[cs615asa] Meetup Summary

Tue May 1 01:18:41 EDT 2018

https://www.meetup.com/ContinuousDeliveryNYC/events/248071774/

This talk was led by Tyler Lund from Audible, who described in detail 
what he referred to as "Chaos Engineering". This is essentially just a 
formalized practice of breaking a system in bizarre ways in order to 
test its resilience. I picked this talk because I was looking for 
something light on technical detail where I could just soak in some best 
practices for systems administration, or systems engineering.

The thesis statement for this talk boiled down to this: complex systems 
are inherently chaotic, especially when they are public facing and 
constantly evolving. There's no possible way to account for every gap 
and edge case of a major production system (like Audible). Believing 
that you have accounted for everything only allows your users to find 
the chaos in your system before you do. It is always worth it, when a 
project scales large enough, to dedicate time and resources to breaking 
it in unexpected ways, and observing the results.

Tyler went on to give a set of steps in order to guide a future Chaos 
Engineering team. He warned that employing this practice is difficult 
without annoying other employees.

- Get support from others, an opt-in model in recommended for the 
initial stages. No one likes to have their system brought down on 
purpose without their permission. A new chaos engineering team should 
start with non-critical services and move slowly into causing chaos 
without warning.

- Make sure to have some kind of capable monitoring system already in 
place. It's not useful to break a system if you can't then harvest 
details on the effects.
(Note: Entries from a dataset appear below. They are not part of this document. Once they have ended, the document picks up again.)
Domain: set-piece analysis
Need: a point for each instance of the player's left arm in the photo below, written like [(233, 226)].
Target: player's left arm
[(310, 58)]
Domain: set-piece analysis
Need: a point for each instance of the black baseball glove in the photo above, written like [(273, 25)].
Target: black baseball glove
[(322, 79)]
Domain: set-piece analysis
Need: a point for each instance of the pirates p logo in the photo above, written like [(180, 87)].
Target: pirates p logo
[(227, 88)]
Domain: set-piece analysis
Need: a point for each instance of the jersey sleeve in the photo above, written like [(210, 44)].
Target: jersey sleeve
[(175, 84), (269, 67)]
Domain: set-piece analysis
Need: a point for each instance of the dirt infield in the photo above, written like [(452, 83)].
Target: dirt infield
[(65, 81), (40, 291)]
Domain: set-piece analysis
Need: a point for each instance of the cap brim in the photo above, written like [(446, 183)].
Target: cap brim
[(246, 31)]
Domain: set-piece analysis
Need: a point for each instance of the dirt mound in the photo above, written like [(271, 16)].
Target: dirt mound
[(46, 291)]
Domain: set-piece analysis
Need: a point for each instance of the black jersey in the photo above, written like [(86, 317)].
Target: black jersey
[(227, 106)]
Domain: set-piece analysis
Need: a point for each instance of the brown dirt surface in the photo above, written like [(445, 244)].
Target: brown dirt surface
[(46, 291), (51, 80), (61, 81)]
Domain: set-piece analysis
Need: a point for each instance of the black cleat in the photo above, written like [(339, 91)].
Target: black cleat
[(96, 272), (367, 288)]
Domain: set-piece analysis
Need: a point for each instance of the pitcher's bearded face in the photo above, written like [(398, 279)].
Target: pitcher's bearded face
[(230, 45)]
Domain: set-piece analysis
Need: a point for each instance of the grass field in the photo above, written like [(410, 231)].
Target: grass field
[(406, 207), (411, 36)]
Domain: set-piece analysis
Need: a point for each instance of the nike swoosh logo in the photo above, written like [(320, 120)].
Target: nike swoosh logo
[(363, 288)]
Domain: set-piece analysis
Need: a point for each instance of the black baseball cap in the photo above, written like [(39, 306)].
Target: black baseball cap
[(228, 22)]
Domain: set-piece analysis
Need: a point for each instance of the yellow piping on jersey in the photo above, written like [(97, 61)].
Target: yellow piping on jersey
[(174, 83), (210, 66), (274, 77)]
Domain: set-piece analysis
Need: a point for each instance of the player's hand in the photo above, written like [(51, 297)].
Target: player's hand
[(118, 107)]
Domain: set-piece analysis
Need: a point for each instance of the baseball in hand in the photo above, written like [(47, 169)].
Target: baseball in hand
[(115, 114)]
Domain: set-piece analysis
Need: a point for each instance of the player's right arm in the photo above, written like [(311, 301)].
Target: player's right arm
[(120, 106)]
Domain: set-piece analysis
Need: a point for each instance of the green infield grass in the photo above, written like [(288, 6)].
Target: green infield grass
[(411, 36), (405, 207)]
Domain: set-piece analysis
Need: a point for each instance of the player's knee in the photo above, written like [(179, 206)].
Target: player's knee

Focus on key business metrics, use visual 
dashboards if you can.

- Take inspiration from recent issues to find new ways of causing chaos. 
Make sure that subsystems gracefully re-start after being brought down, 
with no lingering effects.

- When you have enough confidence in the smaller aspects of your system, 
move onto causing large cascading failures that affect multiple areas. 
Start making hypotheses of what you believe will go wrong, and see how 
accurate your predictions are.

- Think about the grey areas of network issues. Add latency, 
intentionally bring down external services or dependencies, throw 
uncommon exceptions that may have been forgotten about, simulate packet 
loss.

- If the Chaos Engineering endevour grows enough, consider adopting more 
precise tools to help you. There are programs like Gremlins dedicated to 
simulating bizarre failures. Use services like AWS to spin up 
experimental clusters and compare how the system performs under various 
loads.

Eventually, a chaos engineering team could be employed to run black box 
testing like this constantly, in production, and without any warning. A 
practice like this would give the confidence that strange ways a system 
can fail are being discovered in-house, before they are found by users.